Our study has several notable limitations that warrant consideration. The primary limitation is the use of patient profiles from the MIMIC-III repository, which reflects specific patient demographics and healthcare contexts. Given that the data are predominantly from large urban areas, the generalizability of our findings to ICU patients in smaller healthcare facilities remains uncertain. To enhance the robustness of our conclusions, future studies should strive to include data from a variety of settings, including rural or small healthcare facilities. Additionally, the lack of high-quality care records for a significant proportion of patients poses a potential limitation, particularly when extrapolating the performance of this model to other critical care settings. While physician-recorded information during patient consultations is valuable for research on diseases and treatments, it also presents inherent challenges, such as common spelling errors and inaccuracies. Another significant limitation is the absence of external validation of our predictive model, which affects the overall reliability and trustworthiness of the proposed model. Future research efforts should prioritize the inclusion of robust external validation procedures to solidify the model’s credibility.
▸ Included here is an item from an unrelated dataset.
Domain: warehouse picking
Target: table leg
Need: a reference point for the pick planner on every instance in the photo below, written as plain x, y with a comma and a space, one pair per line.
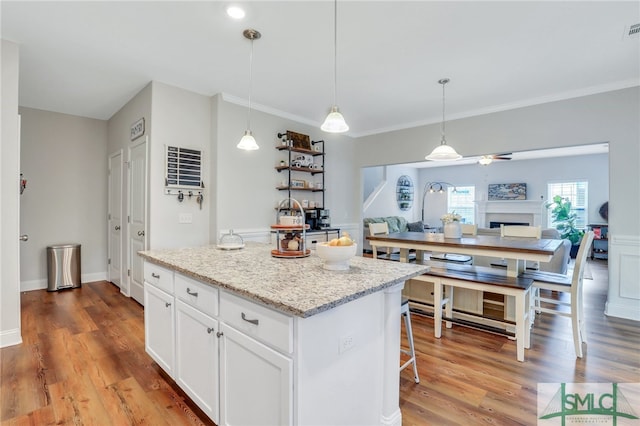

Furthermore, our study specifically focused on predicting mortality and readmission rates in patients with type 2 diabetes in intensive care units. Future research should broaden this scope to encompass various diseases or conditions, enabling a more comprehensive exploration of predictive models for different patient groups. Incorporating written summaries from physicians could enhance the reliability of predictions. Investigating different patient groups may reveal distinct patterns and factors that influence outcomes, providing a richer understanding of the complexities involved. This expanded scope could lead to the development of customized predictive models that adapt to the unique characteristics of specific medical conditions, thereby increasing the applicability and effectiveness of such models in clinical practice.

5. Conclusions

Predicting mortality and readmission rates for patients in the ICU is crucial for optimizing healthcare expenditures and improving patient outcomes. Identifying high-risk individuals enables healthcare providers to implement customized treatment strategies and proactive interventions such as personalized care plans and rigorous health monitoring. This approach alleviates pressure on healthcare infrastructure while ensuring timely and appropriate patient care. Utilizing predictive models for high-risk groups, such as the elderly, immunocompromised individuals, and patients with chronic conditions, enables clinicians to effectively reduce mortality and readmission risks. Consequently, this enhances the efficiency and efficacy of healthcare services, contributing to overall improvements in healthcare delivery. Given the ongoing global rise in the number of patients with type 2 diabetes and their significantly increased risk of complications, precise clinical predictions for this population have become increasingly important. Such predictions can significantly improve treatment outcomes for type 2 diabetes patients while also alleviating the burden on healthcare systems.
In this study, we utilized the MIMIC-III database to integrate quantitative data collected during patients’ ICU stays. Our objective was to employ machine learning to predict mortality and readmissions among ICU patients. Advanced machine learning techniques, such as bagging and Adaboost, have demonstrated significant potential in accurately predicting mortality and readmission rates in patients with type 2 diabetes. Our methodology accomplishes several key objectives and provides substantial benefits for healthcare practitioners and patients alike. This approach enhances the standard of care by enabling early interventions that effectively reduce both mortality and readmission rates. It also addresses the financial burden associated with these issues through proactive patient management and timely intervention. Utilizing predictive analytics, hospitals can create customized discharge plans tailored to patients’ risk levels, incorporating more intensive follow-up and personalized rehabilitation to further decrease readmission rates. Machine learning models provide valuable decision-support tools, allowing clinicians to make more accurate assessments and develop more effective treatment strategies. By implementing real-time analysis, hospitals can establish early warning systems to identify high-risk patients promptly. This capability facilitates personalized medical interventions, optimizes resource allocation, and improves bed utilization while minimizing unnecessary readmissions. Overall, this approach not only enhances patient care but also boosts the efficiency of healthcare resource management. Moving forward, it is imperative to further refine and validate our predictive model in real-world clinical settings. Continued research efforts are essential to explore the broader implications of our findings on the healthcare system and patient outcomes. By advancing the application of machine learning tools in healthcare, we can ultimately drive improvements in patient care delivery and contribute to the advancement of precision medicine.

Author Contributions

Conceptualization, T.-L.H., C.-M.C. and C.-C.W.; Data curation, C.-C.W., C.L. and T.-N.C.; Formal analysis, C.-C.W., C.L. and T.-N.C.; Methodology, T.-L.H., C.-M.C., C.-C.W., C.L. and T.-N.C.; Supervision, T.-L.H., C.-M.C., C.-C.W. and T.-N.C.; Writing—original draft, C.-C.W. and T.-N.C.; Writing—review and editing, C.-C.W., C.L. and T.-N.C. All authors have read and agreed to the published version of the manuscript.

Funding

This research received no external funding.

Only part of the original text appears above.